Consumer Financial Well-Being: Does Scale Choice Alter the Measure?
Patrick Heck, Caroline Ratcliffe, Elle Tibbitts
Publication Type
Working paper
Consumer Financial Protection Bureau Office of Research
A crucial first step in helping consumers improve their financial lives is understanding their financial circumstances and well-being. The Consumer Financial Protection Bureau’s Financial Well-Being (FWB) scale measures a consumer’s subjective well-being related to financial aspects of their lives. This scale is offered in a standard-length 10-item version and an abbreviated 5-item version, but no research has directly compared how completing either version may alter consumers’ responses. A notable difference between the 5-item and 10-item scales is that the 5-item scale includes a higher share of reverse coded (i.e., negatively framed) items. We hypothesize that exposure to negatively framed items makes participants feel worse about their financial situation and that completing the 5-item FWB scale will result in more negative responses to FWB-related questions compared to completing the 10-item FWB scale. To test this hypothesis, we implement a randomized experiment using the Understanding America Study—a nationally representative survey of U.S. households. In our survey experiment with nearly 6,000 participants, we find that completing the 5-item versus the 10-item FWB scale causes declines in FWB scores, responses to the individual scale items, and a self-rated measure of FWB. This pattern is particularly evident among lower-income respondents.
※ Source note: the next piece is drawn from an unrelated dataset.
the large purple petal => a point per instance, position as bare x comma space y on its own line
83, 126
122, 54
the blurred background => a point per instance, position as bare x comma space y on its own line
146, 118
These findings highlight that financial well-being measurement choices, namely, the choice of which FWB scale to use, have consequences that researchers and practitioners may not expect or desire. Our research contributes to the topic of scale construction more broadly by experimentally studying the causal effects of measuring well-being using an established scale that includes a comparatively more negative collection of items. We discuss the implications of these findings for future research on financial well-being and on measurement of well-being more broadly.